Re: [RFC 1/2] misc: Add vboxguest driver for Virtual Box Guest integration

From: Arnd Bergmann
Date: Fri Aug 11 2017 - 17:23:37 EST


On Fri, Aug 11, 2017 at 3:23 PM, Hans de Goede <hdegoede@xxxxxxxxxx> wrote:
> This commit adds a driver for the Virtual Box Guest PCI device used in
> Virtual Box virtual machines. Enabling this driver will add support for
> Virtual Box Guest integration features such as copy-and-paste, seamless
> mode and OpenGL pass-through.
>
> This driver also offers vboxguest IPC functionality which is needed
> for the vboxfs driver which offers folder sharing support.
>
> Signed-off-by: Hans de Goede <hdegoede@xxxxxxxxxx>

Since you are still working on coding style cleanups, I'll comment mainly on
the ioctl interface for now. Overall it already looks much better than
I expected
from previous experience with the vbox source.
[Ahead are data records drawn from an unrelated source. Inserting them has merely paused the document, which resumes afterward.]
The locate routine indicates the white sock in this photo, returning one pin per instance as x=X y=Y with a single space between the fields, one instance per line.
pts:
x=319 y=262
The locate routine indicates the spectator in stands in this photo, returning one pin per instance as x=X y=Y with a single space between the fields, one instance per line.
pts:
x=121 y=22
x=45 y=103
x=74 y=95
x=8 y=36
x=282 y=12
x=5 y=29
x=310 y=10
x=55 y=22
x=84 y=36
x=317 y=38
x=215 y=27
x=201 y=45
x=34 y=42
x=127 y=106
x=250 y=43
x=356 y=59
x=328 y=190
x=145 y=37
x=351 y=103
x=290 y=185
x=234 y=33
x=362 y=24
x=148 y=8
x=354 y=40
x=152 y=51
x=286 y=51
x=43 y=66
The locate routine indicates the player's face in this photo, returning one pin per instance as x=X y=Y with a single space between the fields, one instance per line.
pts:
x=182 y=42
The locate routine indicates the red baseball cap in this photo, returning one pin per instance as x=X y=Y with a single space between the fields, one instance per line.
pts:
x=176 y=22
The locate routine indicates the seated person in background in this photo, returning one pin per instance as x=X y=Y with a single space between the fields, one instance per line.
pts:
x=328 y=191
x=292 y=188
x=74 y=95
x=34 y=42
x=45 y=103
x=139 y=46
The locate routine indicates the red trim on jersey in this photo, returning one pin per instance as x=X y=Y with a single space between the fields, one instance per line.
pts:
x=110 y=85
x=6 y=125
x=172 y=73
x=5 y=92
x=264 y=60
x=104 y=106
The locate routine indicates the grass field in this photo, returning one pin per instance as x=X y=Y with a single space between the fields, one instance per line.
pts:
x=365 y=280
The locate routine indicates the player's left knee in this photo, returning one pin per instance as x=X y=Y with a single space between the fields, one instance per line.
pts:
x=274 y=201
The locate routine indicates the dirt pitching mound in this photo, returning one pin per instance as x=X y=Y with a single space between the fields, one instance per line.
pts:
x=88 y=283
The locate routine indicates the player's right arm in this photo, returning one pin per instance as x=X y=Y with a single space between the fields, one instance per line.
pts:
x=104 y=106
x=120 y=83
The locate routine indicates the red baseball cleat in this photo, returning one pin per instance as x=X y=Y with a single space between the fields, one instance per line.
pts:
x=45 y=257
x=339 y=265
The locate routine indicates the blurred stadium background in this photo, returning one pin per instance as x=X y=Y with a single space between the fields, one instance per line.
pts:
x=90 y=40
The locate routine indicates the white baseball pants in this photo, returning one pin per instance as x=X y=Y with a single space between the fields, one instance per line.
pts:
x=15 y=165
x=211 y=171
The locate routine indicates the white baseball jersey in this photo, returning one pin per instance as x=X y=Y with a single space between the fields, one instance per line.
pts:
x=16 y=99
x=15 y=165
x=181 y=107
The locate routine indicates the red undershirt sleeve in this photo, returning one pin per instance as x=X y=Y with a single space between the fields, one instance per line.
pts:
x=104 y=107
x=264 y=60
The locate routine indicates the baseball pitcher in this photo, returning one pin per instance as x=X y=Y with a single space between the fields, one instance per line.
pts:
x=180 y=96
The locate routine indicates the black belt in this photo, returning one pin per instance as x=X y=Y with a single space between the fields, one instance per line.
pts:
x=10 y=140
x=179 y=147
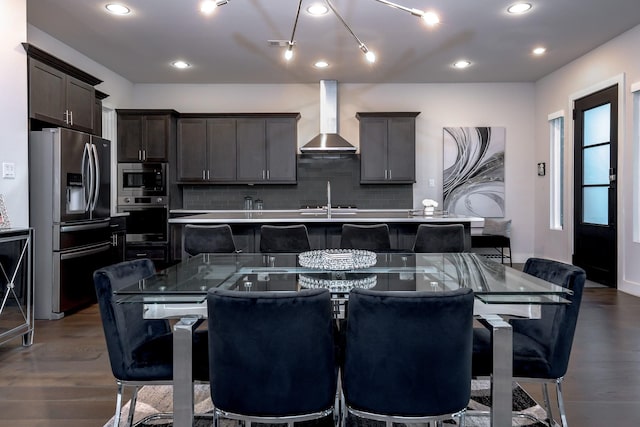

Most of the issues I would normally comment on are already moot based
on the assumption that we won't be able to make substantial changes to
either the user space portion or the hypervisor side.

> +/**
> + * Inflate the balloon by one chunk.
> + *
> + * The caller owns the balloon mutex.
> + *
> + * @returns VBox status code
> + * @param gdev The Guest extension device.
> + * @param chunk_idx Index of the chunk.
> + */
> +static int vbg_balloon_inflate(PVBOXGUESTDEVEXT gdev, u32 chunk_idx)
> +{
> + VMMDevChangeMemBalloon *req = gdev->mem_balloon.change_req;
> + struct page **pages;
> + int i, rc;
> +
> + pages = kmalloc(sizeof(*pages) * VMMDEV_MEMORY_BALLOON_CHUNK_PAGES,
> + GFP_KERNEL | __GFP_NOWARN);
> + if (!pages)
> + return VERR_NO_MEMORY;
> +
> + req->header.size = sizeof(*req);
> + req->inflate = true;
> + req->pages = VMMDEV_MEMORY_BALLOON_CHUNK_PAGES;

The balloon section seems to be rather simplistic with its ioctl interface.
Ideally this should use CONFIG_BALLOON_COMPACTION and an
oom notifier like the virtio_balloon driver does. Yes, I realize that only
one of the six (or more) balloon drivers we have in the kernel does it ;-)

> +/**
> + * Callback for heartbeat timer.
> + */
> +static void vbg_heartbeat_timer(unsigned long data)
> +{
> + PVBOXGUESTDEVEXT gdev = (PVBOXGUESTDEVEXT)data;
> +
> + vbg_req_perform(gdev, gdev->guest_heartbeat_req);
> + mod_timer(&gdev->heartbeat_timer,
> + msecs_to_jiffies(gdev->heartbeat_interval_ms));
> +}

This looks like a watchdog and should use the drivers/watchdog
subsystem interfaces.

> +/**
> + * vbg_query_host_version try get the host feature mask and version information
> + * (vbg_host_version).
> + *
> + * @returns 0 or negative errno value (ignored).
> + * @param gdev The Guest extension device.
> + */
> +static int vbg_query_host_version(PVBOXGUESTDEVEXT gdev)
> +{
> + VMMDevReqHostVersion *req;
> + int rc, ret;
> +
> + req = vbg_req_alloc(sizeof(*req), VMMDevReq_GetHostVersion);
> + if (!req)
> + return -ENOMEM;

While I understand you want to keep the ioctl interface, the version information
looks like something that we should also have in sysfs in an appropriate
location.

> diff --git a/drivers/misc/vboxguest/vboxguest_linux.c b/drivers/misc/vboxguest/vboxguest_linux.c
> new file mode 100644
> index 000000000000..8468c7139b98
> --- /dev/null
> +++ b/drivers/misc/vboxguest/vboxguest_linux.c

This looks like a fairly short file, and could be merged into the core file.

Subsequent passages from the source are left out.